Aiteo Group is an integrated, global-focused Nigerian energy conglomerate founded in February 2008. The company is the successor entity to Sigmund Communnecci Limited.  The company focuses in oil and gas exploration and production; bulk petroleum storage; refining of petroleum products; trading, marketing and supply as well as power generation and distribution.

History

Sigmund Communecci, founded in 1999, was a petroleum products supply and trading company. It owned and operated a petroleum storage terminal in Abonemma Wharf. To fully explore growing business opportunities in the petroleum upstream sector in Nigeria, In February 2008, Sigmund Communecci was restructured, re-positioned and re-branded to ensure it sustainably builds the capacity to diversify globally, attract and nurture top talent, leveraging on strategic alliances and technology.

Operations

Downstream

Aiteo owns and operates petroleum storage facilities in Lagos and Port Harcourt. including the Abonnema Storage Terminal (“Port Harcourt Tank Farm”), with total capacity of over 110 Million Liters. It constructed a jetty to accommodate growing vessel traffic to the Port Harcourt Terminal, which accommodates up to 30,000 metric tons dead weight. In the first quarter of 2011, Aiteo was one of the 32 companies issued permits to import petrol, under the Refined Products Exchange Agreement. Aiteo Group was among the Nigerian companies awarded oil lifting contracts, in the Federal Government's bid, through the Nigerian National Petroleum Corporation, to award nearly half of 2012/2013 oil lifting contracts worth $40 billion  to indigenous companies and in the process, promoting local content on one hand and "downsizing contracts awarded to international oil traders. In its own right and also at the request of Duke Oil, the company entered into a Management and Operation Agreement with Duke Oil ”to operate and manage its Crude and Product Exchange Agreement" with NNPC and Pipelines Product Marketing Company (PPMC) from February 2011; an operation which lasted until December 2014. These were landmark transactions in the Nigerian Oil sector.

Upstream

'Aiteo is one of the indigenous Nigerian companies that took advantage of the exit of major international oil companies, like Chevron, ConocoPhillips and Shell that put up their Nigerian onshore licences for sale. In 2014, Aiteo bid for and acquired Shell’s OML29 and Nembe Creek Trunk Line for $2.7 billion. With its acquisition of Royal Dutch Shell Plc's 30% stake as well as Total SA of France and Eni of Italy minority stake in OML29 and the Nembe Creek Trunk Line, Aiteo holds the controlling 45% stake in both assets, for which it paid $569 million for Total SA's stake.

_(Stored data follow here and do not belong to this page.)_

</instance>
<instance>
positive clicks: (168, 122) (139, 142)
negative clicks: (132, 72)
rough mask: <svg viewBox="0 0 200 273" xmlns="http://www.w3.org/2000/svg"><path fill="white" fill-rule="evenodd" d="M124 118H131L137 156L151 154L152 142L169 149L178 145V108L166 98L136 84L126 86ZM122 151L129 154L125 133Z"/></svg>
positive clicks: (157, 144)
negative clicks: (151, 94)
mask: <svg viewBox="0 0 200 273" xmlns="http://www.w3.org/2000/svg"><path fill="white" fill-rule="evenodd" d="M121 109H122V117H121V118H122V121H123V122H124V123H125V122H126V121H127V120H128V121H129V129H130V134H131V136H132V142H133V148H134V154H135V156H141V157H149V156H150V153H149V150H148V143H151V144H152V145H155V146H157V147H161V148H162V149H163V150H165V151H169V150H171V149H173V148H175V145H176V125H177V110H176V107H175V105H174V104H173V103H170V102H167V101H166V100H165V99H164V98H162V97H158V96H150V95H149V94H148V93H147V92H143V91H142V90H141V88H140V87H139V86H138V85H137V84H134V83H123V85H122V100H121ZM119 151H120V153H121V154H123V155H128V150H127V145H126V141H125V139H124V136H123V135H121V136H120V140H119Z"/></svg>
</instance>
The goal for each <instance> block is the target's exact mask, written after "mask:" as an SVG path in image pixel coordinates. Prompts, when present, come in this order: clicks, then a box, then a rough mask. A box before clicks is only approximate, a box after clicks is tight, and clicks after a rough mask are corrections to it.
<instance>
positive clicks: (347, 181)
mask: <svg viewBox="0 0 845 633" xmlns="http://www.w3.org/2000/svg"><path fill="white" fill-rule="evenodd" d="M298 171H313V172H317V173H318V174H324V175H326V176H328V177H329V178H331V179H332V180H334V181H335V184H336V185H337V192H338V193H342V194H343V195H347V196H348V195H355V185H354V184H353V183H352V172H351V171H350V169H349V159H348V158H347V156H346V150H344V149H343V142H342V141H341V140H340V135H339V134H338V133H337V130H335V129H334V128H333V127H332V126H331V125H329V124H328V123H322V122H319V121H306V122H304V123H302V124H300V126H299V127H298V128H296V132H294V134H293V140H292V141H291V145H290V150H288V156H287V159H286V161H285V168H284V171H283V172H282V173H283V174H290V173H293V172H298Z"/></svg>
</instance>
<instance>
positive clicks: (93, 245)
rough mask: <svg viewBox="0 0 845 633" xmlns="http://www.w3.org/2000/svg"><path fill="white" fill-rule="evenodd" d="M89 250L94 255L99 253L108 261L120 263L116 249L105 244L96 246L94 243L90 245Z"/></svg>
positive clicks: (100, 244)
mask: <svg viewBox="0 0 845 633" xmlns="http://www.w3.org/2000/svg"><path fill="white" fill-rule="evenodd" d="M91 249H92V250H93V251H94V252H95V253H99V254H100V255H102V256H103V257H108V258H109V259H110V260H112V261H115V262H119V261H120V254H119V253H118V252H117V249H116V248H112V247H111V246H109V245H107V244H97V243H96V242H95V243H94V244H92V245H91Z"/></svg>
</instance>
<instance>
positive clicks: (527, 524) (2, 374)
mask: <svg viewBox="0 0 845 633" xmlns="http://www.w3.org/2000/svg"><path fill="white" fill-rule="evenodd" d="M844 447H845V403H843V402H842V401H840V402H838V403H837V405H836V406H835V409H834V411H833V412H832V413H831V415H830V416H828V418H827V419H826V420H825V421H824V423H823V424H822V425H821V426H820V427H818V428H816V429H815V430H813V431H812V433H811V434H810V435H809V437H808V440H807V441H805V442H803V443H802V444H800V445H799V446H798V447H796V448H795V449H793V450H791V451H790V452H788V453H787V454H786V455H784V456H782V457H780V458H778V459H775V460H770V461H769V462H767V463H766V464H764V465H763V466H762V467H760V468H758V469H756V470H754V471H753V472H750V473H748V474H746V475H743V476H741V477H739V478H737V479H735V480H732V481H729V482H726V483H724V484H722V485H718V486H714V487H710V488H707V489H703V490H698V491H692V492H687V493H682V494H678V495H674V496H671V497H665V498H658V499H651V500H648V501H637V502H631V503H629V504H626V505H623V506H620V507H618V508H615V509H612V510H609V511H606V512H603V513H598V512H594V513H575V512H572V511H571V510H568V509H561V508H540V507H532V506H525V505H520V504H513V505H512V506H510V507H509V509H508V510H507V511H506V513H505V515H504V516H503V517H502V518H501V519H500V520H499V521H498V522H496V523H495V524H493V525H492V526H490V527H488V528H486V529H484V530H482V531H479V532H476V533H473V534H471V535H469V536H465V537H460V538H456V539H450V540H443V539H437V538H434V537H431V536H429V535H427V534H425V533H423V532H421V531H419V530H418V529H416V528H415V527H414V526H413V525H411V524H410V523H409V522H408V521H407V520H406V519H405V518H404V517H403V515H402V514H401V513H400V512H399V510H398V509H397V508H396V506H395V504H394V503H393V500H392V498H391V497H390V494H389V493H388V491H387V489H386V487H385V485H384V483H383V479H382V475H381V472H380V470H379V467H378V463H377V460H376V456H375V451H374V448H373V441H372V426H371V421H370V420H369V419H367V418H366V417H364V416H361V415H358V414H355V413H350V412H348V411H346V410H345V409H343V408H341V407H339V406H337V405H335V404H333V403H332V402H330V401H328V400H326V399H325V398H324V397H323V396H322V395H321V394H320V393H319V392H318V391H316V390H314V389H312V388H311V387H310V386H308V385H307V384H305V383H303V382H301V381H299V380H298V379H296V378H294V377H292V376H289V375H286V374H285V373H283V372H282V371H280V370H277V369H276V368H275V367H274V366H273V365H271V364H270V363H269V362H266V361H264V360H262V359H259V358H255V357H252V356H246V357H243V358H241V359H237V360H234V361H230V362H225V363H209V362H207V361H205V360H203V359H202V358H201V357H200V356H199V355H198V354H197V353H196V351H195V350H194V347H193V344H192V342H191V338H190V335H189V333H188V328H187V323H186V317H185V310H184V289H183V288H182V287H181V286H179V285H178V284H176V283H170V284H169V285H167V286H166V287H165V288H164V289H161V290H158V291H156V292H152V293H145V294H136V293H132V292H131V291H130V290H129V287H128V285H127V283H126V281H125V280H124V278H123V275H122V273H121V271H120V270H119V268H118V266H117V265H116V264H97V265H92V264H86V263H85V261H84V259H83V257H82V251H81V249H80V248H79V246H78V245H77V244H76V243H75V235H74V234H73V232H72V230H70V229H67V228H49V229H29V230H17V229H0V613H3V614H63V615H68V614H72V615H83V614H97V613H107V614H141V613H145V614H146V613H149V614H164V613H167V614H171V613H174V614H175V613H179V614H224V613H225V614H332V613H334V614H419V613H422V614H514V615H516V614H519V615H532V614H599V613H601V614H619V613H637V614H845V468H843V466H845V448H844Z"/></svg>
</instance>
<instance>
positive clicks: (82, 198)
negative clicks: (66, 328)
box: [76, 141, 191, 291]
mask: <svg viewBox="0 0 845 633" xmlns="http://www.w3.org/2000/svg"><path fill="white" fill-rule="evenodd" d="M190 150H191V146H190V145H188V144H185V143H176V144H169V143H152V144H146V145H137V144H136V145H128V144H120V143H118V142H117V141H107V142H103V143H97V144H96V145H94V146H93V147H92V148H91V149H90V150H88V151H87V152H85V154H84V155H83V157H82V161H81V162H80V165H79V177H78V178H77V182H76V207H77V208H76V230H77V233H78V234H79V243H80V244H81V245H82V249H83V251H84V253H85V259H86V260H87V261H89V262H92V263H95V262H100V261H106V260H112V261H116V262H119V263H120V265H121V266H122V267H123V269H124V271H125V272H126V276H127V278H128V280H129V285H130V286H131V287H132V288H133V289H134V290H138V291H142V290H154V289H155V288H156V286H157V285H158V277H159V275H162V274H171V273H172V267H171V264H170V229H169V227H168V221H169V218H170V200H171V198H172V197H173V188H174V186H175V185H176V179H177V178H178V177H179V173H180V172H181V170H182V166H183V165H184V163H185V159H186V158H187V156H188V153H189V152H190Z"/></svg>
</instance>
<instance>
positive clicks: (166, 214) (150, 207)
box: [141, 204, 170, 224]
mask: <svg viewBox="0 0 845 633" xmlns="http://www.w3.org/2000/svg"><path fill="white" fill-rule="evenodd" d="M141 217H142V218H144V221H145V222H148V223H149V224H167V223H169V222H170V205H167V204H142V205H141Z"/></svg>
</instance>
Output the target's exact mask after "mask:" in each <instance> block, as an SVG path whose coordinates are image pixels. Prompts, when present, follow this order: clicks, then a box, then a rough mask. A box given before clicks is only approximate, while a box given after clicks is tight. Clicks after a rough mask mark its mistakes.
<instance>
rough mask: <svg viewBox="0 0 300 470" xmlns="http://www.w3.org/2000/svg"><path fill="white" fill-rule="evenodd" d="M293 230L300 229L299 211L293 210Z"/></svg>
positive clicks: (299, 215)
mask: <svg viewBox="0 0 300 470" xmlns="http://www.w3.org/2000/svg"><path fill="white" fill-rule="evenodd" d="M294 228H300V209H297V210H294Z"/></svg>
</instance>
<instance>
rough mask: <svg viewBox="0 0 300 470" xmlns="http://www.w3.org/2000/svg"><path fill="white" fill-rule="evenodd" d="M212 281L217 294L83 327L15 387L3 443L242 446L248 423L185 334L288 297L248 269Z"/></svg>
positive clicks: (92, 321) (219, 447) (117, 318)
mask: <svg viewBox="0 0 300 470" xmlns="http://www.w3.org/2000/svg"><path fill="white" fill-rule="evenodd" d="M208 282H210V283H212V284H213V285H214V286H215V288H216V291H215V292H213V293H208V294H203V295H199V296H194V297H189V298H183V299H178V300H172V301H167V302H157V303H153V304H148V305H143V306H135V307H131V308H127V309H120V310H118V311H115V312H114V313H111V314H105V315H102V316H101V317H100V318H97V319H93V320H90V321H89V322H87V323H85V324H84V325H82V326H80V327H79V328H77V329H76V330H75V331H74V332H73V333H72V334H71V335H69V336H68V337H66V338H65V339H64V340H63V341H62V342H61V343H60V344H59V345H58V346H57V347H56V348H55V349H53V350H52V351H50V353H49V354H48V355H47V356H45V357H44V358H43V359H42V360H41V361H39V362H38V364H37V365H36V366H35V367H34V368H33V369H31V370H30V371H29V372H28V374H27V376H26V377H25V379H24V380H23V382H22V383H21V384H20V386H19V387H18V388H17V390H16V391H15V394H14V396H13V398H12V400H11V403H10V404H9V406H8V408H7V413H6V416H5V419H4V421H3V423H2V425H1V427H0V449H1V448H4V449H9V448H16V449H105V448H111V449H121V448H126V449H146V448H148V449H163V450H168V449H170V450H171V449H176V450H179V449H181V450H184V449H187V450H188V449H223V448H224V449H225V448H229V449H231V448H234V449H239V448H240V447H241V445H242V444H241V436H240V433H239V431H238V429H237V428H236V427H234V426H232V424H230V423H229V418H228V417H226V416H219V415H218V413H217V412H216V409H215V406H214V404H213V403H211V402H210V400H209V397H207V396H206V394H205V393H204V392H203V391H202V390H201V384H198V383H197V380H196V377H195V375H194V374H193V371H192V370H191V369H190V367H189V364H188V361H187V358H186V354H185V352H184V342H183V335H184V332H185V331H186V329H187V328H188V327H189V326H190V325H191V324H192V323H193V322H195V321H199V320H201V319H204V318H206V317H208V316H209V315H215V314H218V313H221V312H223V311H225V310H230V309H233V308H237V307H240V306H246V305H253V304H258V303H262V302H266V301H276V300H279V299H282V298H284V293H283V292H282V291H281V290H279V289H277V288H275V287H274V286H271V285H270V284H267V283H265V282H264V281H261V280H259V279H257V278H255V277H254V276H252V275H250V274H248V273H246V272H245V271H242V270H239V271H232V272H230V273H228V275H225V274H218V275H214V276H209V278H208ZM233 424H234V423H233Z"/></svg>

OML 29 includes Nembe, Santa Barbara and Okoraba oil fields. According to Shell, "combined production averaged around 43,000 barrels per day of oil equivalent in 2014". "Oil and gas industry investment analysts says Aiteo Group’s investment is a demonstration of its commitment to the continuous growth and development of the country’s oil and gas sector in accordance with the law enacted in April 2010".. Aiteo holds a controlling equity stake holding of 85% in the consortium that acquired OML29. The other members of the consortium include Tempo Energy Resources  10% and Taleveras  5%.

Power generation

Aiteo's interest in the power sector is operated through its subsidiary; Aiteo Power and Gas which has Dr. Ransom Owan as its Group Managing Director. Dr. Owan was the pioneer Chairman & Chief Executive Officer (CEO) of the Nigerian Electricity Regulatory Commission (NERC).

An Aiteo led consortium was the sole bidder for the Alaoji Power Plant . It won the bid with a $902 million fresh bid, after its first bid did not meet the plant's reserved price. Having made a bid of $312.5 million, Aiteo was the reserve bidder. and was shortlisted for the following plants: Egbema Generation Company, Olorunsogo Generation Company and Omoku Generation Company. The same consortium became the preferred bidder for Benin and Calabar Generation Company's, with a bid of $580 million and $625 million respectively. Aiteo holds leading interest in the consortium that won the bids to acquire the following power generation plants in Nigeria:
 Benin Generation Company  preferred bidder with a bid of $580,000,000.00
 Calabar Generation Company  preferred bidder with a bid of $580,000,000.00

Sponsorship

In April 2017, Aiteo Group announced the signing of a 5-Year partnership agreement with the Nigeria Football Federation worth an estimated N2.9b. In the capacity of Official Optimum Partner of the NFF, Aiteo's support funded the salaries of Super Eagles manager Gernot Rohr and coaches of all NFF’s national teams.